之前已经粗略的研究SparkContext启动的整个流程,那么现在细细的研究下里面使用到的监听相关类
LiveListenerBus,该类主要用于监听SparkListenerEvent事件
先讲下相关联的类吧,本来想画类图的,偷个懒,哈哈
MetricRegistry,没啥好说的,就是做个监控,比如总共产生了多少个event的计数之类
AsyncEventQueue继承自SparkListenerBus,类中eventQueue采用了阻塞队列,使用metrics获取当前队列中有多少个事件,总共shared、appStatus、executorManagement、eventLog四种类型的异步事件队列,分别用于存放对应的监听事件
SparkListenerBus继承自ListenerBus
ListenrBuss主要用于添加监听,及向所有已注册的监听发送event
SparkListenerEvent,是所有其他事件的父类,子类诸如SparkListenerStageCompleted,SparkListenerTaskStart,SparkListenerUnpersistRDD等等,子类含括了所有的监听事件
SparkListenerInterface,监听事件接口
SparkListener,继承自SparkListenerInterface,实现当某个event发生时,listener应当做什么操作
SparkFirehoseListener,同SparkListener类似,实现了SparkListenerInterface中的方法
在SparkContext初始化中,会执行setupAndStartListenerBus()方法,该方法中会调用LiveListenerBus中的start()方法,用于启动LiveListenerBus
private def setupAndStartListenerBus(): Unit = {
try {
conf.get(EXTRA_LISTENERS).foreach { classNames =>
val listeners = Utils.loadExtensions(classOf[SparkListenerInterface], classNames, conf)
listeners.foreach { listener =>
listenerBus.addToSharedQueue(listener)
logInfo(s"Registered listener ${listener.getClass().getName()}")
}
}
} catch {
case e: Exception =>
try {
stop()
} finally {
throw new SparkException(s"Exception when registering SparkListener", e)
}
}
listenerBus.start(this, _env.metricsSystem)
_listenerBusStarted = true
}
queues采用java中线程安全的并发类CopyOnWriteArrayList存储AsyncEventQueue,LiveListenerBus中的start()方法如下,会调用每个AsyncEventQueue对象的start方法,暂时喊AsyncEventQueue为异步监听事件队列吧,遍历所有的监听事件queuedEvents,并将queuedEvents存储的所有监听事件发送到异步监听事件队列AsyncEventQueue中,LiveListenerBus中addToQueue方法则是添加指定的监听器到特定的队列AsyncEventQueue中,如果特定的队列不存在则新建
private val queues = new CopyOnWriteArrayList[AsyncEventQueue]()

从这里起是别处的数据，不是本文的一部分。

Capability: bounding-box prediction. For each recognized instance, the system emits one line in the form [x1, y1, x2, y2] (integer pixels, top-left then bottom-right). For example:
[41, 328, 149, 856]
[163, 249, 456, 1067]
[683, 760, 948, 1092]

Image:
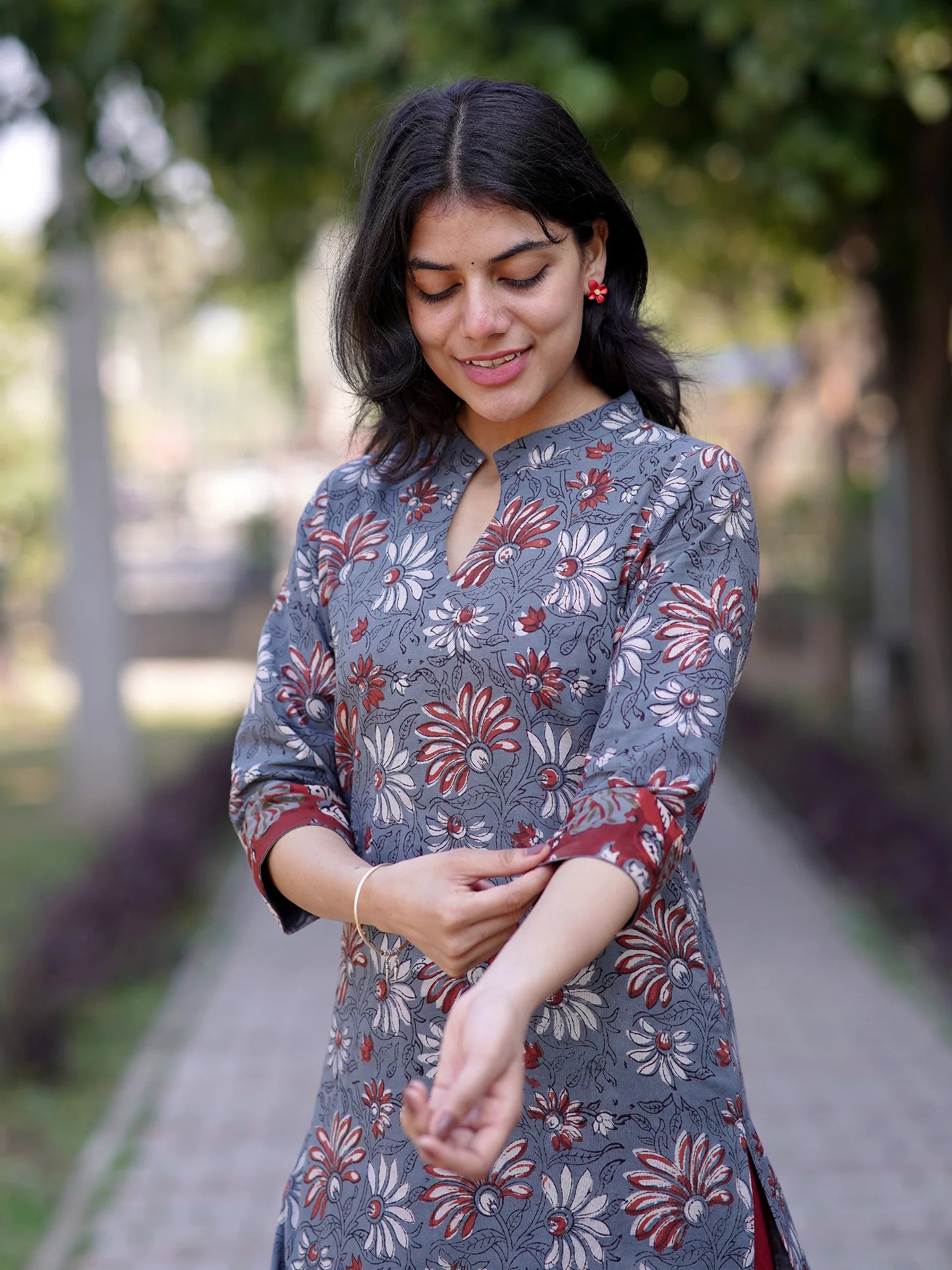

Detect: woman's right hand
[358, 842, 555, 979]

// LiveListenerBus中的start方法
def start(sc: SparkContext, metricsSystem: MetricsSystem): Unit = synchronized {
if (!started.compareAndSet(false, true)) {
throw new IllegalStateException("LiveListenerBus already started.")
}
this.sparkContext = sc
queues.asScala.foreach { q =>
q.start(sc)
queuedEvents.foreach(q.post)
}
queuedEvents = null
metricsSystem.registerSource(metrics)
}
/**
* Add a listener to a specific queue, creating a new queue if needed. Queues are independent
* of each other (each one uses a separate thread for delivering events), allowing slower
* listeners to be somewhat isolated from others.
*/
private[spark] def addToQueue(
listener: SparkListenerInterface,
queue: String): Unit = synchronized {
if (stopped.get()) {
throw new IllegalStateException("LiveListenerBus is stopped.")
}
queues.asScala.find(_.name == queue) match {
case Some(queue) =>
queue.addListener(listener)
case None =>
val newQueue = new AsyncEventQueue(queue, conf, metrics, this)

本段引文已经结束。